SCM: Seminar in Cognitive Modelling
Welcome to SCM 2025/26! In this course, you will have the opportunity to explore a range of topics in computational cognitive science while honing your science communication skills. This course follows a seminar format, with lots of student presentations, paper discussions, and interactive activities. |
The course focuses on computational cognitive modelling. Readings will touch on a variety of modelling approaches, such as Bayesian models, heuristic models, neural network approaches, reinforcement learning, agent based models, drift diffusion models, Markov decision processes, large language models, etc. Readings will also traverse a very broad range of cognitive topics, such as language, visual reasoning, memory, analogy, emotions, theory of mind, culture, neurodiversity, creativity, and more.

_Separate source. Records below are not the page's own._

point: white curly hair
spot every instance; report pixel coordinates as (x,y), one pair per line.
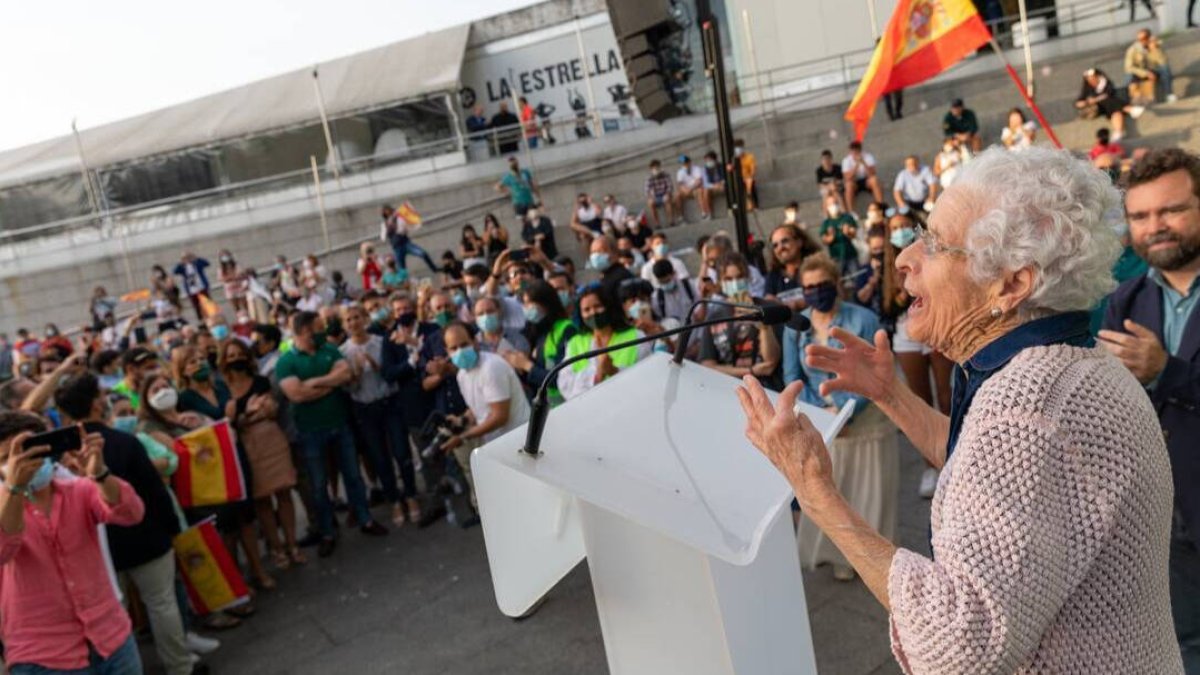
(1049,210)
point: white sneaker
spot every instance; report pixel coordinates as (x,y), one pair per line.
(928,483)
(199,644)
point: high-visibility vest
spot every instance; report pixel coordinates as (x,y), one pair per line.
(622,358)
(550,348)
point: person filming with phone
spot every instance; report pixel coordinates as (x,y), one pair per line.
(58,608)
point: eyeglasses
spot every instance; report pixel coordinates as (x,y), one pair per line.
(935,248)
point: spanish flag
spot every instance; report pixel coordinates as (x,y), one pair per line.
(408,214)
(210,575)
(209,472)
(923,39)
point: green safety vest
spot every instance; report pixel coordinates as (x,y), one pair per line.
(621,358)
(550,348)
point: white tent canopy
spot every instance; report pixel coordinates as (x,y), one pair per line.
(395,72)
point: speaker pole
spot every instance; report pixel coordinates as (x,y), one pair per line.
(714,69)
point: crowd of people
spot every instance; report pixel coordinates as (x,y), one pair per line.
(352,394)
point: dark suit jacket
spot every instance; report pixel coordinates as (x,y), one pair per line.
(1177,394)
(149,539)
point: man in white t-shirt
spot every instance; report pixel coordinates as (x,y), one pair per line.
(495,398)
(859,174)
(690,185)
(661,251)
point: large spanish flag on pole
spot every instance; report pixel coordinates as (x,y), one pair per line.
(209,472)
(210,575)
(923,39)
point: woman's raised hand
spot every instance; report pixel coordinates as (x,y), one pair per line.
(859,368)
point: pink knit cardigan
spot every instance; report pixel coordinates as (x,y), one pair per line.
(1051,529)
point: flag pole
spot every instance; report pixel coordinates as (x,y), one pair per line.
(1029,51)
(1025,94)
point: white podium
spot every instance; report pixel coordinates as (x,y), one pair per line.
(685,525)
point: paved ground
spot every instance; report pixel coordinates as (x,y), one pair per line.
(420,602)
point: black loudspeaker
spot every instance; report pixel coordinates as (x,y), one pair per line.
(649,36)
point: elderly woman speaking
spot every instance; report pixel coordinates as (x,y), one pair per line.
(1051,519)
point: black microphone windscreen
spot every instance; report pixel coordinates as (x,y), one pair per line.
(775,314)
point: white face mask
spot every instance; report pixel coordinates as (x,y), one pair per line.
(165,400)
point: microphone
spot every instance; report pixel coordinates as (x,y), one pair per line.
(767,312)
(771,314)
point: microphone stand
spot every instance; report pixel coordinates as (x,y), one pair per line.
(540,408)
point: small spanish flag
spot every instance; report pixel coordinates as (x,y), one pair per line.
(210,575)
(923,39)
(408,214)
(209,472)
(138,296)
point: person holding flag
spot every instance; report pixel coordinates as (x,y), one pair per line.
(395,230)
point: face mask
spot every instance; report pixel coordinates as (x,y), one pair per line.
(534,314)
(126,423)
(165,400)
(203,374)
(109,381)
(735,287)
(597,321)
(465,358)
(43,476)
(489,322)
(822,298)
(903,237)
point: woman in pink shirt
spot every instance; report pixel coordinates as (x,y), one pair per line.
(1053,513)
(59,611)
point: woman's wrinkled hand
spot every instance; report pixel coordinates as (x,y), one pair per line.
(787,438)
(859,368)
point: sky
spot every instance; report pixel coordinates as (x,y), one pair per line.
(103,61)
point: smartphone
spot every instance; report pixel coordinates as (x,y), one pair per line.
(60,441)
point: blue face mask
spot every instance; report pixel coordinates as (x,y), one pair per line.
(127,423)
(534,314)
(489,322)
(903,237)
(43,476)
(465,358)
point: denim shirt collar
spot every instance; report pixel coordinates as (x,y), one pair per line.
(1072,328)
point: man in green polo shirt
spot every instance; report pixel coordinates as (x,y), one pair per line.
(137,363)
(311,376)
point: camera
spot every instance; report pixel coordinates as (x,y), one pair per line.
(436,431)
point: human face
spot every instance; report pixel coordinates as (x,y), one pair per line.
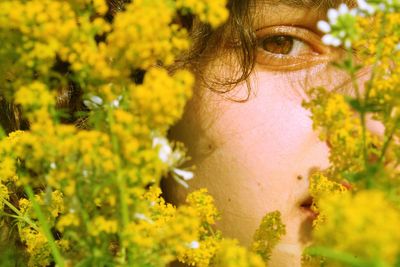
(255,156)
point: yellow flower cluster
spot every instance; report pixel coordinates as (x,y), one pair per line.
(268,235)
(339,125)
(353,226)
(161,98)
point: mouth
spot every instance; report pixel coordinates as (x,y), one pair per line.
(306,207)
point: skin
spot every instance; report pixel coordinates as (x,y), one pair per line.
(255,156)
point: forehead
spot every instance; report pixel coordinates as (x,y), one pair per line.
(323,4)
(300,12)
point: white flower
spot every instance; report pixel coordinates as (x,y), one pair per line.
(164,150)
(343,9)
(333,15)
(97,100)
(172,158)
(115,103)
(324,26)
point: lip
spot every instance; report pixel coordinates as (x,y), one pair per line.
(306,208)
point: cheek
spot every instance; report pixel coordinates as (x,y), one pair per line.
(271,126)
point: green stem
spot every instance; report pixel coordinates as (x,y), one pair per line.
(20,215)
(388,141)
(45,228)
(121,183)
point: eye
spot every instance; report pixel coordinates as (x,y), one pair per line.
(279,44)
(290,48)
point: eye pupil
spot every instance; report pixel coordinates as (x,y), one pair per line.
(278,44)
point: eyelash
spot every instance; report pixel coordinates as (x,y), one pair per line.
(288,62)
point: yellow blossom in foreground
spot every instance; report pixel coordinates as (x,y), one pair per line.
(365,224)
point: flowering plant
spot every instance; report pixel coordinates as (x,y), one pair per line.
(90,196)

In addition to reading and discussing papers, you will also get a chance to work on your presentation and writing skills, as well as participating in many small-group discussions and activities.
Course timetabling:
- Tue/Thu 10:00am-12:00pm
- Weeks 1-11
- Same days/times/weeks for both Semester 1 and Semester 2
- Locations for each class session will be posted on Learn.
Note: Because a large portion of this course is designed around in-class discussions, presentations, and group activities, in-person attendance and participation is a key part of completing course objectives. (It will also, hopefully, be reasonably fun!) |
Learning objectives:
- Demonstrate understanding of a range of classic and current articles in cognitive science/modelling by summarizing and critiquing their central ideas and/or results.
- Demonstrate understanding of the relationship between computational models and cognitive theories, by being able to critically assess the theoretical adequacy of a given model.
- Compare and contrast the strengths and weaknesses of different models of the same behaviour.
- Search the literature and synthesize information from several papers on the same topic and create a coherent oral presentation on that topic.
- Communicate (written and oral) key findings in cognitive science/modelling to inter-disciplinary audiences.